Kemenangan di MK diharapkan menjadikan momentum penyempurnaan UUPA. DPRA dan Pemerintah Aceh layak mempertimbangkan revisi UUPA.
Dikabulkannya gugatan Kautsar dan Tiong serta gugatan DPRA menjadi spirit bagi penyempurnaan UUPA. Hal ini dianggap penting untuk membentengi diutak-atiknya kausul-kausul UUPA di kemudian hari.
Kuasa hukum DPRA dalam gugatan di MK, Zaini Djalil mengatakan dirinya merasa puas dengan keputusan yang dibacakan hakim MK pada Kamis pekan lalu. Menurut dia, UUPA begitu penting bagi Aceh. Maka dalam putusan tersebut ia senang karena hakim MK menilai pasal 557 dan 571 UU Pemilu dibatalkan karena dianggap bertentangan dengan konstitusi.

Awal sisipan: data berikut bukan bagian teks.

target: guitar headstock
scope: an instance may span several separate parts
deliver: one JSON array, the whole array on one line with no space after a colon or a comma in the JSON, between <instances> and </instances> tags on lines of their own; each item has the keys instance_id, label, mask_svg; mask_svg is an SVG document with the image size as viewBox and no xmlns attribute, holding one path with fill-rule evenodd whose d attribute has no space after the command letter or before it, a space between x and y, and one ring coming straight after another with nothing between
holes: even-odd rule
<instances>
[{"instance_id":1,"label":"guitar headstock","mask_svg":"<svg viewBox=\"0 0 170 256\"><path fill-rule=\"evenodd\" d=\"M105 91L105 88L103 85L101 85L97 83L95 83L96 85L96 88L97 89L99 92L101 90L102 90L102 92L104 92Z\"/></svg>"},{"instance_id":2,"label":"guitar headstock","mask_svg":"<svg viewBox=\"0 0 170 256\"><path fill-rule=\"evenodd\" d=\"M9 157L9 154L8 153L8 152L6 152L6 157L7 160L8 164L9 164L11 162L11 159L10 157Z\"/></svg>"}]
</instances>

“Tapi bagi saya secara pribadi, di samping yang kita minta itu dikabulkan, yang lebih memberi kepuasan itu adalah di bagian konsideran (pertimbangan hukum)-nya, ada pengakuan-pengakuan mempertegas kembali hak–hak Aceh dan kewenangan-kewenangan Aceh, baik dalam UUPA maupun UU Nomor 44 tentang Keistimewaan Aceh yang ini dibedakan. Jadi ada penegasan-penegasan kembali terhadap kewenangan Aceh, dan ini yang saya kira memberi kekuatan bagi kita,” ujar Zaini kepada Pikiran Merdeka, Sabtu,13 Januari 2018.
Baca: Mengembalikan Marwah Aceh
Paska lahirnya keputusan ini, Zaini yang juga Ketua Nasdem Aceh mengatakan ada hal yang lebih serius yang perlu mendapat perhatikan serius. Menurutnya, UUPA perlu dibahas kembali. Dia meminta kepada DPRA untuk menyempurnakannya. “Selama ini kan banyak poin-poin yang kurang. Harus disempurnakan.”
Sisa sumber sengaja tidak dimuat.